In kdb Insights Enterprise when an instance of RT runs using a 3 node cluster, RT can continue to run if there are 2 of the 3 nodes running, however it is not ideal as there is now no additional resiliency and old messages cannot be archived unless all 3 nodes are running. If for some reason the 3^rd node cannot come back up or if one of the remaining 2 nodes goes down, messages eventually stop flowing.

In these cases a soft reset can often allow the 3^rd node to rejoin without losing any messages as a soft reset ensures RT retains the knowledge of what has been replicated/merged from a publisher.

Soft Reset Workflow

The API to execute the soft reset can be configured, however the default behavior is listed below:

The sequencer service is stopped
A snapshot of the current state is saved:
- last input position from each input directory
- watermarks required for deduplication
- last output position
All state files (/s/state) are removed
The sequencers are restarted

Triggering a Soft Reset

A user can call an API on the RT supervisor process running in their kubernetes cluster which triggers a soft reset. This only needs to be performed on one of the nodes in the RT cluster, RT automatically manages the orchestration of the soft reset across the other nodes.

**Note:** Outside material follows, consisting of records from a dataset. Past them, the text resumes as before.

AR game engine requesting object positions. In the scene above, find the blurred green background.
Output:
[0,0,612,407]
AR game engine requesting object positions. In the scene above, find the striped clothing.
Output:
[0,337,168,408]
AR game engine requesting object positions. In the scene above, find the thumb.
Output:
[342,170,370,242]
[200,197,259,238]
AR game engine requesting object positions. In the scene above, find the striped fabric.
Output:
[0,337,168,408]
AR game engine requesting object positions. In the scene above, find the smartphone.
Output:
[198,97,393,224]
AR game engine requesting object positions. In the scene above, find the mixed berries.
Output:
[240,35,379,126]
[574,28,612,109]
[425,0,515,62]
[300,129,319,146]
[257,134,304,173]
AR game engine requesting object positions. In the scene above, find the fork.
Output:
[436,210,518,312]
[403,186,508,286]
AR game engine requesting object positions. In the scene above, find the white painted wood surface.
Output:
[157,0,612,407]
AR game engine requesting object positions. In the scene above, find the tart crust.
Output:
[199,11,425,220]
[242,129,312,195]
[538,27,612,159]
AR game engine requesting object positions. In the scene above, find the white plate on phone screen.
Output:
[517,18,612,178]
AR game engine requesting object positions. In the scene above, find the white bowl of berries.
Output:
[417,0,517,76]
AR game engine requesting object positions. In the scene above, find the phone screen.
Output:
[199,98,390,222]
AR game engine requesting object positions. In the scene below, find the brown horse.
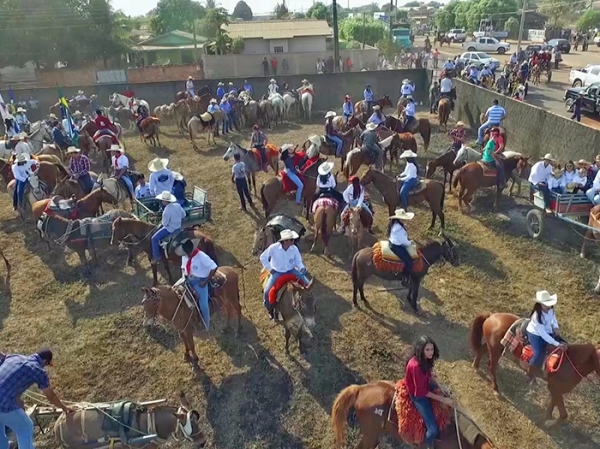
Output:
[111,218,218,287]
[331,380,495,449]
[260,159,323,220]
[470,312,600,427]
[360,169,446,231]
[352,237,460,313]
[452,153,529,211]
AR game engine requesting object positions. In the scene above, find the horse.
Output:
[111,218,218,287]
[54,392,206,449]
[470,312,600,427]
[331,380,496,449]
[142,266,242,370]
[452,153,529,211]
[260,160,323,220]
[360,169,446,232]
[352,237,460,313]
[223,142,279,195]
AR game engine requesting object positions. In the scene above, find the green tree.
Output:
[231,0,252,20]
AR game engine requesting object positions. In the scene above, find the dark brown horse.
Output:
[111,218,218,287]
[360,169,446,231]
[452,153,529,211]
[352,237,460,313]
[331,380,496,449]
[470,312,600,427]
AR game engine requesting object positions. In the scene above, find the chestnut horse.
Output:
[331,380,495,449]
[110,218,218,287]
[452,152,529,210]
[360,169,446,231]
[352,237,460,313]
[470,312,600,427]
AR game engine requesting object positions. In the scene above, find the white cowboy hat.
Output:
[279,229,300,242]
[400,150,417,159]
[535,290,558,307]
[148,157,169,172]
[388,209,415,220]
[317,161,334,175]
[155,190,177,203]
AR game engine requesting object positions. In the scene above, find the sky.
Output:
[111,0,446,16]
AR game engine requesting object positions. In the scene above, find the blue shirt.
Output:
[0,354,50,413]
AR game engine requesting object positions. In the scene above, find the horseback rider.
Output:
[526,290,567,386]
[260,229,313,319]
[150,190,186,265]
[181,239,218,332]
[325,111,344,157]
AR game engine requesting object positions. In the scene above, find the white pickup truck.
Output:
[463,36,510,55]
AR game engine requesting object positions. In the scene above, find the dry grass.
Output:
[0,115,600,449]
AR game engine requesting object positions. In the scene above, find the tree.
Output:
[231,0,252,21]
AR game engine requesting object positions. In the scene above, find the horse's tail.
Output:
[470,312,492,354]
[331,385,360,448]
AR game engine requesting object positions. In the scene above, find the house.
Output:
[223,19,333,55]
[128,30,208,66]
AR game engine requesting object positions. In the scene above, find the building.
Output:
[223,19,333,55]
[128,30,208,66]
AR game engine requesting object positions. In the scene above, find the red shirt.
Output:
[404,357,431,398]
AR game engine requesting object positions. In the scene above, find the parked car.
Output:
[569,64,600,87]
[564,83,600,114]
[463,37,510,55]
[547,39,571,54]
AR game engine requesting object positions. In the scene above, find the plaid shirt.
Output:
[0,354,50,413]
[69,154,90,176]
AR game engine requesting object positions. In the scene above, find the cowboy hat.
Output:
[155,190,177,203]
[389,209,415,220]
[148,157,169,172]
[279,229,300,242]
[317,161,333,175]
[400,150,417,159]
[535,290,558,307]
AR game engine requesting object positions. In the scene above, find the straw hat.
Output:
[535,290,558,307]
[155,190,177,203]
[279,229,300,242]
[317,161,333,175]
[389,209,415,220]
[148,157,169,172]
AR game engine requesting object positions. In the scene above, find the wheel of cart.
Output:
[527,192,593,239]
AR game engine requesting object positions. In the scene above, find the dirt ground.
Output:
[0,111,600,449]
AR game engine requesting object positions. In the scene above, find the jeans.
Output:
[0,408,34,449]
[400,178,419,210]
[410,396,439,446]
[390,243,414,274]
[13,179,27,209]
[477,120,500,144]
[527,332,548,368]
[327,134,344,157]
[150,226,172,260]
[285,168,304,204]
[264,268,309,309]
[192,276,210,332]
[235,178,252,210]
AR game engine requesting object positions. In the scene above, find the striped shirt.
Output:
[485,104,506,125]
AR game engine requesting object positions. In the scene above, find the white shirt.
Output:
[181,251,217,279]
[260,242,304,273]
[149,168,175,196]
[389,223,410,246]
[342,184,365,207]
[527,309,560,346]
[529,161,552,185]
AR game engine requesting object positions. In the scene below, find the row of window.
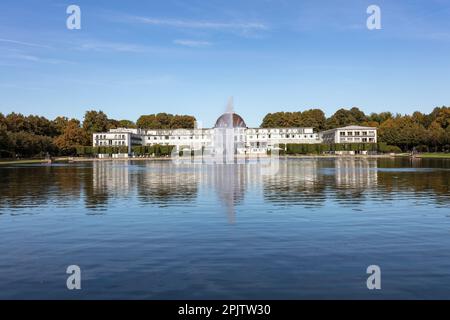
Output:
[340,131,375,137]
[341,138,375,142]
[95,134,125,140]
[95,140,125,146]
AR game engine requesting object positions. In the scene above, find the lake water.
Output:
[0,159,450,299]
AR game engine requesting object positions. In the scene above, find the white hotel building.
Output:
[93,113,377,155]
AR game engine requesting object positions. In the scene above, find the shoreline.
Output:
[0,153,450,166]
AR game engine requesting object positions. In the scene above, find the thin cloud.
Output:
[129,16,268,30]
[10,54,72,64]
[173,39,212,48]
[0,38,51,49]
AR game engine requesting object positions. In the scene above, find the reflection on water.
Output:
[0,158,450,299]
[0,158,450,215]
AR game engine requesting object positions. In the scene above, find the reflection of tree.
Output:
[134,161,198,205]
[0,158,450,216]
[0,165,81,209]
[203,164,250,223]
[334,158,378,205]
[264,159,326,207]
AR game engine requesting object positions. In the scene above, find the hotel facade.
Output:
[93,112,377,155]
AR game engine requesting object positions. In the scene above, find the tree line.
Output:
[0,106,450,158]
[0,110,196,158]
[261,106,450,152]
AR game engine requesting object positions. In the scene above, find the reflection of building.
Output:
[93,110,377,157]
[335,158,378,189]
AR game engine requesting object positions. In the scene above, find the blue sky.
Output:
[0,0,450,127]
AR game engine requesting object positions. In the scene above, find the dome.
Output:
[214,112,247,128]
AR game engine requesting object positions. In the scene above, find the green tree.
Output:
[300,109,326,131]
[83,110,109,135]
[55,120,90,155]
[327,108,368,129]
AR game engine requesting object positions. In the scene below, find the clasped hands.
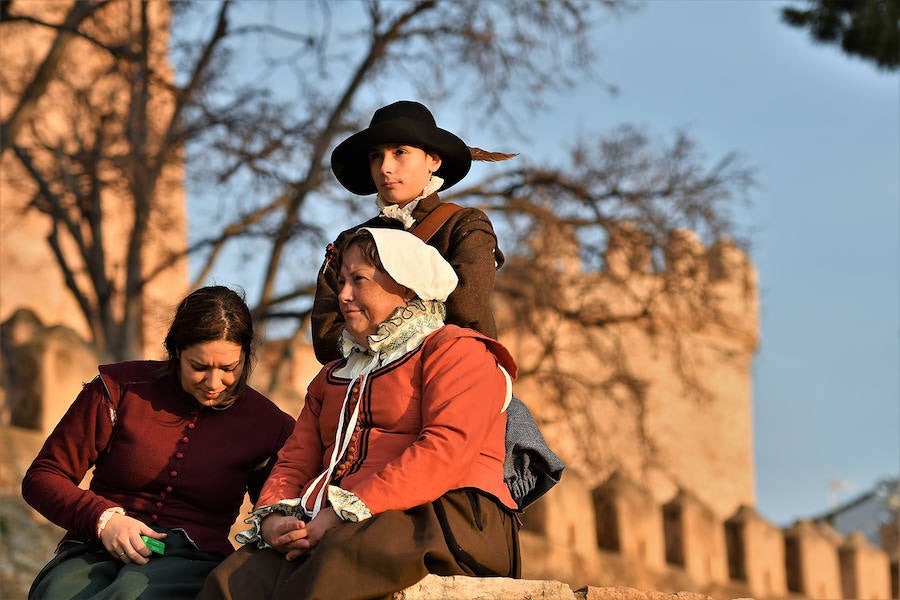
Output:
[260,508,341,560]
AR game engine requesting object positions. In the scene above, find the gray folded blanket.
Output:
[503,397,566,510]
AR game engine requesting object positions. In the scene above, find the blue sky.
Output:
[556,0,900,524]
[206,0,900,525]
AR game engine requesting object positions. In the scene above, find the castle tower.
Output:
[0,0,188,357]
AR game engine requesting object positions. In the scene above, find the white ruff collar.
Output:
[334,298,447,379]
[375,175,444,229]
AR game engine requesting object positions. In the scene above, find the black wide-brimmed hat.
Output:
[331,100,472,196]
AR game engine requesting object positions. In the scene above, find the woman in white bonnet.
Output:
[198,228,520,600]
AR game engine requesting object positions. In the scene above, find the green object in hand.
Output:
[141,535,166,554]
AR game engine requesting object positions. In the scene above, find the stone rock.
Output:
[575,587,712,600]
[392,575,576,600]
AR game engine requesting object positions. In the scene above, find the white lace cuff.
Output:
[328,485,372,523]
[234,498,306,548]
[97,506,125,540]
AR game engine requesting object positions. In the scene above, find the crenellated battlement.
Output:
[522,472,896,600]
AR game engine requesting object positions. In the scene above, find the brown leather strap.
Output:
[410,202,462,242]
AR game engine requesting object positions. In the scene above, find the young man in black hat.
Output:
[312,100,508,364]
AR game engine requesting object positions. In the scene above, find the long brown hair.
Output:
[163,285,255,396]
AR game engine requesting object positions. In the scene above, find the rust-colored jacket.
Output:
[257,325,516,514]
[312,194,504,364]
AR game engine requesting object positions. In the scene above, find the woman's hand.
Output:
[306,507,341,550]
[100,513,166,565]
[260,513,310,560]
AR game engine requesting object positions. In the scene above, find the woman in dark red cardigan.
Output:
[22,286,294,600]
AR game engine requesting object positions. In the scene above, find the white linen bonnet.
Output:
[360,227,459,302]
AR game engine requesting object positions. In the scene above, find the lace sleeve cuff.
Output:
[234,498,306,548]
[328,485,372,523]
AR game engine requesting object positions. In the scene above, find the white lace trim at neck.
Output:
[375,175,444,229]
[334,298,446,379]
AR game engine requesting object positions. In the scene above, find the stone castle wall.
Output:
[494,225,759,518]
[521,473,898,600]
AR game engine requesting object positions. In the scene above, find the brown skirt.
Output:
[197,490,521,600]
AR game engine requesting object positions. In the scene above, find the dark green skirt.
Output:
[197,490,521,600]
[28,530,224,600]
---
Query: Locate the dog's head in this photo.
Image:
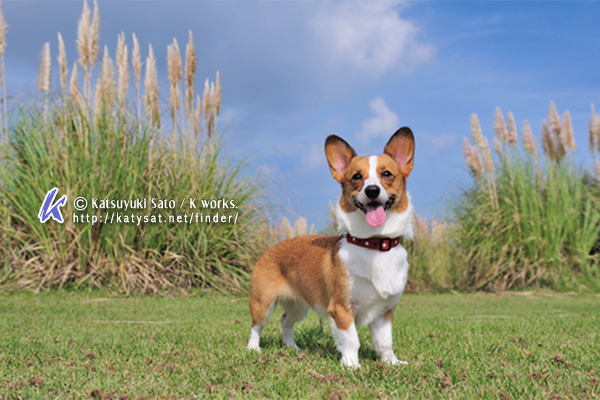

Details on this API are available here.

Status

The reset-status REST request can be called on any of the RT nodes in an RT cluster and provides the reset status of that node. This allows the user to identify whether the RT node is in the middle of a soft reset, or whether it is available for a hard or soft reset.

Warning

RT can only handle one reset request at a time. If the RT pod is in the middle of executing a reset command, it returns to a HTTP request with a status of 503 (unavailable).